The code snippets on this publish are supplied as is and can must be tailored to your particular use circumstances. Earlier than you get began, we extremely suggest chatting with an Amazon Redshift specialist.

Concerning the Authors

Asad bin Imtiaz is an Knowledgeable Information Engineer at Swisscom, with over 17 years of expertise in architecting and implementing enterprise-level knowledge options.

Jesús Montelongo Hernández is an Knowledgeable Cloud Information Engineer at Swisscom. He has over 20 years of expertise in IT methods, knowledge warehousing, and knowledge engineering.

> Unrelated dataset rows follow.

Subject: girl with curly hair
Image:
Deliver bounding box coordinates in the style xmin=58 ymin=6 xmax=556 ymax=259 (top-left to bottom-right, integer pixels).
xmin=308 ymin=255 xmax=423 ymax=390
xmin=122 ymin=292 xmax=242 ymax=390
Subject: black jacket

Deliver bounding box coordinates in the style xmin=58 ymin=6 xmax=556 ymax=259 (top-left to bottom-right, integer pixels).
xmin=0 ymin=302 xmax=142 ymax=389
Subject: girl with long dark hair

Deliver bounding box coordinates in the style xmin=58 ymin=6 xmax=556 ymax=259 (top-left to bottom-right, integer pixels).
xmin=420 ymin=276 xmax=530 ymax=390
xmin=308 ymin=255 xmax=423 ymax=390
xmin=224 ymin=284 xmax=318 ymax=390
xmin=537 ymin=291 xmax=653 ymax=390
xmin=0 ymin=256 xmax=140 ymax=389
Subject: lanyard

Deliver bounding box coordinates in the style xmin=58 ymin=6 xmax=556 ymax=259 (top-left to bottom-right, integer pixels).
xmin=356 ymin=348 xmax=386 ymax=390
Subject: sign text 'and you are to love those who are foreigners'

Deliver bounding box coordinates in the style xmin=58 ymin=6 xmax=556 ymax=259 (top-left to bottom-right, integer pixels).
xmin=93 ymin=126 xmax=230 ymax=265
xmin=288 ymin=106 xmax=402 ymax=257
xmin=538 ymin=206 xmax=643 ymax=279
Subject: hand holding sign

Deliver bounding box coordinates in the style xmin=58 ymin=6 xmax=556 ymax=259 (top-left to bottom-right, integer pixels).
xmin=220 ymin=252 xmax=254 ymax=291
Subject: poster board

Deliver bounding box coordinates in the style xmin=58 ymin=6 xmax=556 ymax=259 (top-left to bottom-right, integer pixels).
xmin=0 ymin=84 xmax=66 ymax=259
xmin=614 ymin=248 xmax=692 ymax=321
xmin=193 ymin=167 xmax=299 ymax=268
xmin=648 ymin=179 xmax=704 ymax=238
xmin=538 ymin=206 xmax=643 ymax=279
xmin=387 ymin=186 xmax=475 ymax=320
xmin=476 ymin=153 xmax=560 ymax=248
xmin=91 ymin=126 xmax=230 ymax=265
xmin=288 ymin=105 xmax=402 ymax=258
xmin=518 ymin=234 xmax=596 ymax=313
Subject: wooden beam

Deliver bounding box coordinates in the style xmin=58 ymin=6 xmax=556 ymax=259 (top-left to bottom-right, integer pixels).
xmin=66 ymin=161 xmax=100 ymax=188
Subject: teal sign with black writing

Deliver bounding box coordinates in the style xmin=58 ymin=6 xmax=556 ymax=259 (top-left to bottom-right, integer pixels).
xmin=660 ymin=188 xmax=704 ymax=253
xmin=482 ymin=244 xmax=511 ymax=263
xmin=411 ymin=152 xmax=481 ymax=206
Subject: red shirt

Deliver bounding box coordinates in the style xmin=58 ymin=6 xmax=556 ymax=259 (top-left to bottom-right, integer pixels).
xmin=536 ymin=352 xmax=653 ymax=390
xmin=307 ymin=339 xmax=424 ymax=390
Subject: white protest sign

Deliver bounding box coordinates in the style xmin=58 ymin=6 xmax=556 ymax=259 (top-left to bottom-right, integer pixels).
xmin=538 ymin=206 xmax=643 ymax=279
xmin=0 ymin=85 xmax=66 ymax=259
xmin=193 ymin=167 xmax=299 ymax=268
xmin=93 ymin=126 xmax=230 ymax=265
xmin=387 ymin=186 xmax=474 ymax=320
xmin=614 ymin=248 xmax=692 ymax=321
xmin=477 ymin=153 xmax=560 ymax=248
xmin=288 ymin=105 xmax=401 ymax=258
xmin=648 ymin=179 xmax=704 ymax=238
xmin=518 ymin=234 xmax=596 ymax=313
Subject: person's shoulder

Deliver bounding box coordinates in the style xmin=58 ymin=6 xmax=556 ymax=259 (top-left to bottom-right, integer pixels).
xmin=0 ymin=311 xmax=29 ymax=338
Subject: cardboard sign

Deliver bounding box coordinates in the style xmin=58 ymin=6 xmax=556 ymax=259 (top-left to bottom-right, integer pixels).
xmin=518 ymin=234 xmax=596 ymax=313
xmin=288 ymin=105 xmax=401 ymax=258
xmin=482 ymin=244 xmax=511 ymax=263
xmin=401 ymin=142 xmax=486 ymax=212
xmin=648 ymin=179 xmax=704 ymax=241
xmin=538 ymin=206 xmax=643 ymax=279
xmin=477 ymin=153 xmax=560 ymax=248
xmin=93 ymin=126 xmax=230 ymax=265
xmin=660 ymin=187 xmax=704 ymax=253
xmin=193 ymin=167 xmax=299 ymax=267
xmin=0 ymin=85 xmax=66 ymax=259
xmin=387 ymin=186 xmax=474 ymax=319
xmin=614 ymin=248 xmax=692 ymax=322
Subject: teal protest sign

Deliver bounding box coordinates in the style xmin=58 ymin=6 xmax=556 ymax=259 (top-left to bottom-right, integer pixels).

Samuel Bucheli is a Lead Cloud Architect at Zühlke Engineering AG. He has over 20 years of expertise in software program engineering, software program structure, and cloud structure.

Srikanth Potu is a Senior Advisor in EMEA, a part of the Skilled Providers group at Amazon Net Providers. He has over 25 years of expertise in Enterprise knowledge structure, databases and knowledge warehousing.